Drench pulled a barstool out for Josie and she sat. He sat on the stool beside her and sipped at his coffee.

“Red started working as a field hand the year his daddy died, and he worked hard physical labor every year after. He blamed the illegals for his family’s tough life. And he blamed the government for doing nothing about the problem. Police, too. Growing up, his three sisters relied on him as a father figure. His mother died from a heart attack just after his daddy.”

“No family money that you know of? No inheritance or insurance from way back to support him?” Josie asked.

“Red married an acid-tongued barmaid when he was in his thirties to help him with the farm, but she took off on him. That was Colt’s mom. Red didn’t have a plug nickel.” Drench frowned, his gaze fixed on the desert beyond his home. “He raised his daughter in a house filled with hate. I worry about that girl quite a bit.”

“So, how does a man with no money have an arsenal of several hundred guns and bulletproof glass?” she asked.

Drench leaned on an elbow and gave Josie a half smile. “I wondered that myself. None of those yahoos he ran around with has that kind of money. Bunch of men with overactive testosterone production, if you ask me. I don’t know where Red got his money, but I’d imagine whoever took off with that batch of guns knows something about his murder.”

“I understand you own the land in front of Red’s. Is that true?”

Drench smiled. “That pissed Red off to no end.”

“He ever try and buy it from you?”

He laughed. “Offered me five times what that land was worth. I wouldn’t take it. He was a fun one to get mad. I never once saw him raise a hand, but he sure could cuss a blue streak. Gladys always said he had the Napoleon complex. I just think life slapped his chops one too many times.”

“Do you rent out the trailer at the bottom of the property?” Josie asked.

“Yep. Kenny Winning. Although his sister’s living there now. He’s a nice-enough kid.”

“Think Kenny had any reason to kill Red?
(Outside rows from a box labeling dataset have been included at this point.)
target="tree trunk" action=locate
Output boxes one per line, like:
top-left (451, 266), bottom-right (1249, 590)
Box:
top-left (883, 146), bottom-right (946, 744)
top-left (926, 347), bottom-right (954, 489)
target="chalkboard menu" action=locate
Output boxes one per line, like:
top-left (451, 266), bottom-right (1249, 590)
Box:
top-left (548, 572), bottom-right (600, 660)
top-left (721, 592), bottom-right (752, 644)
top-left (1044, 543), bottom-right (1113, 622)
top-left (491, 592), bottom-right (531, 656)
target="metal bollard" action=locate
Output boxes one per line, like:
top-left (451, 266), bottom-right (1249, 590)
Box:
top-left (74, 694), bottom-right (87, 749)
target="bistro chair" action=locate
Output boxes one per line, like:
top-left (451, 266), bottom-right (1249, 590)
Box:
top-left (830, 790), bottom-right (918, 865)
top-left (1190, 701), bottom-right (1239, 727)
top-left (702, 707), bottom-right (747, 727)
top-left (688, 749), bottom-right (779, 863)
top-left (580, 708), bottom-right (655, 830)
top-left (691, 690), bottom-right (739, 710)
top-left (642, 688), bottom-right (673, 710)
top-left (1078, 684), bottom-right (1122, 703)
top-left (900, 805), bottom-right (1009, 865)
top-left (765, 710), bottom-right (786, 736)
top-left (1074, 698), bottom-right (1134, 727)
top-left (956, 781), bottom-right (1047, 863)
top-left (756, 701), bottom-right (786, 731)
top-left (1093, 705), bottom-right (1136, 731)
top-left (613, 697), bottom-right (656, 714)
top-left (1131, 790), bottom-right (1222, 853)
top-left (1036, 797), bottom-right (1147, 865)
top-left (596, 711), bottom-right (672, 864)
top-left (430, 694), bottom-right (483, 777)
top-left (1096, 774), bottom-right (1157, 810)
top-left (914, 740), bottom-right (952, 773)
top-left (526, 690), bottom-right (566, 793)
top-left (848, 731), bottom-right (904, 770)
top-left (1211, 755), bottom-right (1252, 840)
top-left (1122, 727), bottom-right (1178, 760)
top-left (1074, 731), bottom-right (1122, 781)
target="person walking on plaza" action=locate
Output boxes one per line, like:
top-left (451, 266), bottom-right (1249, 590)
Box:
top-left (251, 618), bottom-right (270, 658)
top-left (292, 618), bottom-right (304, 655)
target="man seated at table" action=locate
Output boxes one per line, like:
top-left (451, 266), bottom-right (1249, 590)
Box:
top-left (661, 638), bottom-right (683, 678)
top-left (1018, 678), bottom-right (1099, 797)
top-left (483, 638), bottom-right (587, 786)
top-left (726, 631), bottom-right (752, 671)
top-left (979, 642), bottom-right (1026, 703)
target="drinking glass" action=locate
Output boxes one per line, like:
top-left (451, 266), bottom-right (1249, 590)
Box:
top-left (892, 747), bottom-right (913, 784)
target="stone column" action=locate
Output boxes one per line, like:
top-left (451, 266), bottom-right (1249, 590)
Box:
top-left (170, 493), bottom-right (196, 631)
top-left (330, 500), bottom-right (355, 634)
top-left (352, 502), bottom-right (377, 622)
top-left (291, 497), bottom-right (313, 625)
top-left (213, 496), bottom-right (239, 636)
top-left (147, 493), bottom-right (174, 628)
His sister said they hated each other,” Josie said.

Drench smiled again. “That was my fault. I gave that kid land to set his trailer on just to tick Red off. Kenny worked for me for a while doing odd jobs. Handyman stuff. He was a good kid, honest, dependable, but real skittish. Never stayed in one place too long, like he was being chased.” He pointed a finger at Josie. “Come to think of it, that kid was dating Colt for a while. Red’s daughter.”

“How long did they date?”

He shrugged. “I don’t know. It wasn’t anything serious. Couple months, maybe.”

“Think he’d have had any reason to kill Red?”

Drench bit his lip. “I can’t imagine it.”

“What do you know about Hack Bloster?”

Drench looked down at the bar and traced the wood grain with his finger. “This is between me and you?”

“Of course.”

“I think he’s a dirty cop. I had my eye on that kid ever since he moved to town. He worked for me, digging wells for about six months. I always had a hard time getting a straight answer out of him. I even told Red to steer clear of him. I told him he was insane for ever letting him join the Gunners. Red thought Bloster would give legitimacy to the group just because he’s a cop. A gun and a badge don’t make you legitimate.”

“You have anything concrete on Bloster? Anything to back up your suspicions?” she asked.

“Nothing but a bad feeling.”

*

Pegasus Winning sat on the picnic table under the pecan trees and stared at the tattoo on her forearm: a constant reminder of the man who had sliced her open and left her to bleed on the dirty linoleum floor in their kitchen. The tattoo had been done just a month before he sliced her, a blackbird with a ribbon dangling from its beak. The inscription on the ribbon read, Death do us part. The inscription was his idea, the crow hers.